The proposed transaction will be completed, subject to the definitive arrangement agreement, by way of a court-approved plan of arrangement under the Business Corporations Act (British Columbia), whereby a newly formed British Columbia corporation (“Tevva, Inc.”), created to manage and hold the combined business of ElectraMeccanica and Tevva, will, directly and indirectly, acquire all of the issued and outstanding equity securities of ElectraMeccanica and Tevva.
In addition, concurrent with the announcement of the proposed merger, the Board of ElectraMeccanica has approved, under certain conditions, the provision of a $6 million credit facility to Tevva which can be drawn in whole or in part until the closing of the proposed transaction. If drawn, the credit facility is intended to provide Tevva with additional working capital to accelerate delivery of commercial vehicles to fleet customers.

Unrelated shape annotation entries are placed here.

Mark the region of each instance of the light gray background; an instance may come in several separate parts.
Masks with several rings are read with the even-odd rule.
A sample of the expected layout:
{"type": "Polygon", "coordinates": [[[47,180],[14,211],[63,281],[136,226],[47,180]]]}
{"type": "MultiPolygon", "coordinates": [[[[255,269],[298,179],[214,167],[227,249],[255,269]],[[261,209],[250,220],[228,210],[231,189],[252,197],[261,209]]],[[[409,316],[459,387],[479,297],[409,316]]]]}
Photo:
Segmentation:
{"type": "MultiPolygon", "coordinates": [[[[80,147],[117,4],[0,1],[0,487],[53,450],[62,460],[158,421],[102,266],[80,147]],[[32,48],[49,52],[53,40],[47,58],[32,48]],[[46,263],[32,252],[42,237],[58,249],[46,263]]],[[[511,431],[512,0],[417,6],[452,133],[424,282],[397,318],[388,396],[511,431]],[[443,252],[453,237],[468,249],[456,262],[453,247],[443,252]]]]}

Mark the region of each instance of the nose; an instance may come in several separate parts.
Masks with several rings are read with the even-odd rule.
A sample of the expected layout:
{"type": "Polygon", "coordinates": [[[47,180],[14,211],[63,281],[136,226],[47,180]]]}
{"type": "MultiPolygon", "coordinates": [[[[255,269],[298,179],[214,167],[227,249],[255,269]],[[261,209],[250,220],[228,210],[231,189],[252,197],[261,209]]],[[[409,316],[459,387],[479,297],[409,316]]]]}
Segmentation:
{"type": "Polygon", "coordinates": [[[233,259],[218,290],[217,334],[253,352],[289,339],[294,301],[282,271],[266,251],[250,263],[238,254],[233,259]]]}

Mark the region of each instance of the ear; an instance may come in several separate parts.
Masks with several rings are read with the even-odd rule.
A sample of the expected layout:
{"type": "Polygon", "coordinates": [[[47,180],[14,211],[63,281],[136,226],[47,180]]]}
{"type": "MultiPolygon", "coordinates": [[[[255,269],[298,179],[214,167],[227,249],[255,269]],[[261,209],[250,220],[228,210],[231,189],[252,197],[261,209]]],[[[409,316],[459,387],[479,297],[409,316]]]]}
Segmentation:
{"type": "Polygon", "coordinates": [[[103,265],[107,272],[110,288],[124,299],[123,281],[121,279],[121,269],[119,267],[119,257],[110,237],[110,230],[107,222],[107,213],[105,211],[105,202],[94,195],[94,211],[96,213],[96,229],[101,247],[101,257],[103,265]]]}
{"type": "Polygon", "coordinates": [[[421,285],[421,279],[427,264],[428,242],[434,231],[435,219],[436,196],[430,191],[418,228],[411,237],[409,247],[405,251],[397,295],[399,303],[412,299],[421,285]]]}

The proposed transaction is expected to close in the fourth quarter of 2023, following the satisfaction or waiver of closing conditions, including, among others, required approvals of ElectraMeccanica’s and Tevva’s shareholders of the proposed transaction, the approval of the Supreme Court of British Columbia of the proposed transaction, and the conditional approval for the shares of the Resulting Issuer to be listed on of Nasdaq.
All Officers and Directors of ElectraMeccanica support the transaction and have entered into support and voting agreements (subject to certain rights of withdrawal) for all of their shares, including ElectraMeccanica’s founder and largest shareholder. This cumulatively represents 9.67 million shares, or approximately 7.89% of ElectraMeccanica’s outstanding shares. In addition, the aforementioned ElectraMeccanica shareholders and key shareholders of Tevva (representing 49% of Tevva’s current shares outstanding), have entered into lock-up agreements in connection with the proposed transaction, which will subject them to a 180-day restricted period, subject to certain release exemptions based on the trading level of the combined company’s stock price.
In connection with the proposed transaction, ElectraMeccanica anticipates filing a proxy statement and management information circular (the “Circular”) in connection with a special meeting of holders of ElectraMeccanica common shares expected to be held in the third quarter of this year to approve the proposed transaction.